Several business owners in Myanmar have been arrested for giving salary hikes to their employees amid rising inflation in the country. One of the at least 10 arrested business owners is Pya Phyo Zaw, whose three mobile phone shops were shut down by soldiers of the military government after she raised the salaries of her employees. According to a report, she was also accused of inciting public unrest. new York Times.
A board outside one of his shops said it had been closed for “disturbing the peace and order of the community.”
A legal expert pointed out that there is no ban on salary hikes in the country. However, salary hikes are seen as undermining the regime by making people believe that inflation is rising. All of them could potentially face three years in prison.
“We were very grateful for the pay rise, but now the shop is closed and I am not getting paid. Ordinary people like us are suffering from high prices, almost to the point of despair,” said one of Mr Zaw’s employees, who declined to be named.
Critics say this is a desperate attempt to control the narrative around the country’s economic collapse, as inflation is rising in the country. Bangkok Post informed of.
“Arresting shopkeepers for price gouging is not following any law. In Myanmar, the law exists only in name, so from a legal point of view, what the junta is doing is absurd,” said human rights lawyer U Kyi Myint.

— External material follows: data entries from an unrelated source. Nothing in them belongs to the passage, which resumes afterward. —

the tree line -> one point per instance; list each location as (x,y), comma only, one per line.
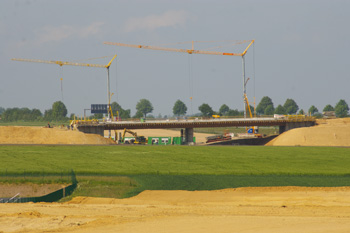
(58,112)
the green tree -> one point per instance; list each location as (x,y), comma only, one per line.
(144,106)
(48,115)
(341,109)
(264,103)
(36,114)
(291,106)
(138,114)
(280,110)
(269,110)
(313,110)
(179,108)
(224,109)
(59,110)
(206,110)
(328,108)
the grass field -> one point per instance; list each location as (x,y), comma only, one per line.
(127,170)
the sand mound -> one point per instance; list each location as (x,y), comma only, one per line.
(330,132)
(40,135)
(249,210)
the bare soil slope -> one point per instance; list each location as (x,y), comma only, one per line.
(249,210)
(331,132)
(200,137)
(43,135)
(40,135)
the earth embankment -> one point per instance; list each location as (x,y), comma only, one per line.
(42,135)
(327,132)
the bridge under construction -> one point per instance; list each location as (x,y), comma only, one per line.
(284,124)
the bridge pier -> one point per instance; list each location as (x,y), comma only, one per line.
(293,125)
(95,129)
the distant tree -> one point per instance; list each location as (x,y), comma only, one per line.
(179,108)
(206,110)
(269,110)
(328,108)
(144,106)
(264,103)
(291,106)
(313,110)
(341,109)
(224,109)
(48,115)
(36,114)
(59,110)
(280,110)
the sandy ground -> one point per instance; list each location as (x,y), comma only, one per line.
(249,210)
(331,132)
(41,135)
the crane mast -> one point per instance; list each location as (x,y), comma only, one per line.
(62,63)
(193,51)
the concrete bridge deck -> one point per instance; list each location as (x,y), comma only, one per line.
(284,124)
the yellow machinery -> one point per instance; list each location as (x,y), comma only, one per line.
(193,51)
(136,140)
(62,63)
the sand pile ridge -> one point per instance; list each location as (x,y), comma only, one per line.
(327,132)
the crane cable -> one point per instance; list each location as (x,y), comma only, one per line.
(61,78)
(190,80)
(254,77)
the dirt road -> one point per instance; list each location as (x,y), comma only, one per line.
(270,210)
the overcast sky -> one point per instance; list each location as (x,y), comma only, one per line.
(301,51)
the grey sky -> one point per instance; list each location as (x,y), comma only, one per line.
(301,52)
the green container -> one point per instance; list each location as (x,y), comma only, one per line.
(159,140)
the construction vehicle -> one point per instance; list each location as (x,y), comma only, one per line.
(193,51)
(136,140)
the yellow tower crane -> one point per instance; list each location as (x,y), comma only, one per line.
(62,63)
(193,51)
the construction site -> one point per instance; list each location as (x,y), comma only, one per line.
(247,209)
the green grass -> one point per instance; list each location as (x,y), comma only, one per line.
(34,123)
(121,171)
(175,160)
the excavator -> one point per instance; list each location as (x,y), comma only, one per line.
(137,139)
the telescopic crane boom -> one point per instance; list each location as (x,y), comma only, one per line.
(193,51)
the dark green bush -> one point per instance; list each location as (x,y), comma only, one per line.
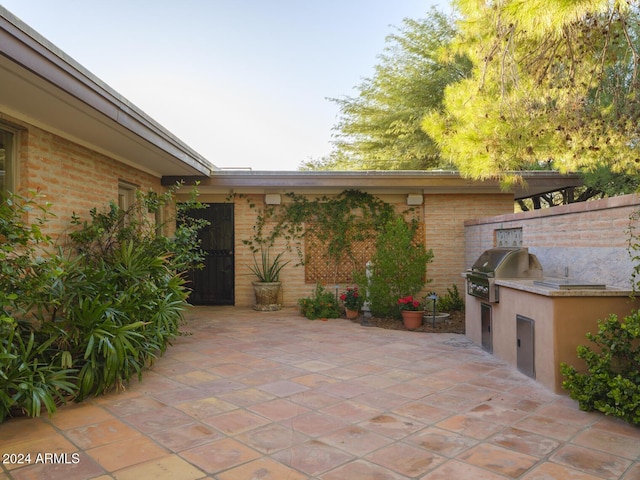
(611,383)
(399,268)
(322,304)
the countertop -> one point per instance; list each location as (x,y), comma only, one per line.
(527,285)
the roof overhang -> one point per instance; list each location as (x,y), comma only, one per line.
(44,87)
(393,181)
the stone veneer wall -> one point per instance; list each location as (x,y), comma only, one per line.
(585,241)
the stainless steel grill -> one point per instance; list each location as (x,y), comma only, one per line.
(500,263)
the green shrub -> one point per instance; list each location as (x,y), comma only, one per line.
(399,268)
(84,319)
(322,304)
(612,381)
(452,301)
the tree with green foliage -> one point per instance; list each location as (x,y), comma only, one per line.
(380,128)
(554,83)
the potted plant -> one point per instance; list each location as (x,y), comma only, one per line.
(352,301)
(267,287)
(412,311)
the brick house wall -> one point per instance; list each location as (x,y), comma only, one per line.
(443,216)
(587,240)
(69,176)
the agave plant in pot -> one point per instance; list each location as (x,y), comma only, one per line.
(412,311)
(267,287)
(352,301)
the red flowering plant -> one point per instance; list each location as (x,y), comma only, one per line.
(352,299)
(409,303)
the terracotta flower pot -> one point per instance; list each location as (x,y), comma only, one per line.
(412,318)
(351,314)
(266,296)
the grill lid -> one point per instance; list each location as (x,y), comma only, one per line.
(508,262)
(490,259)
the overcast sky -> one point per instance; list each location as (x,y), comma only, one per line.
(243,82)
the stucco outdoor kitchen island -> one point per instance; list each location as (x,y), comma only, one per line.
(538,324)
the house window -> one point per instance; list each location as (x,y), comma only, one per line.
(7,161)
(126,195)
(508,237)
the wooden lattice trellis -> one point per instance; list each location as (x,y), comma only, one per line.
(321,268)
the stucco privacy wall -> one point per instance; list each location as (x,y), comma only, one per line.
(586,240)
(69,176)
(443,216)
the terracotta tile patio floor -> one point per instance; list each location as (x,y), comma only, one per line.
(251,395)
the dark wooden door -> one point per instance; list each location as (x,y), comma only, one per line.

It is noteworthy that the military coup in 2021 and the subsequent popular uprising against it have plunged the country into an economic crisis, reversing much of the progress made during a decade of quasi-democratic rule.
Myanmar’s economic output has shrunk by 9 per cent since 2019, and poverty has risen to levels lasting almost a decade, according to a World Bank report. One-third of the population now lives below the poverty line.
“Post 2021, Myanmar’s economy has moved from crisis, through chaos and is now on course for its collapse as a formally functioning, growing entity,” said Australian economist Sean Turnell. anytime.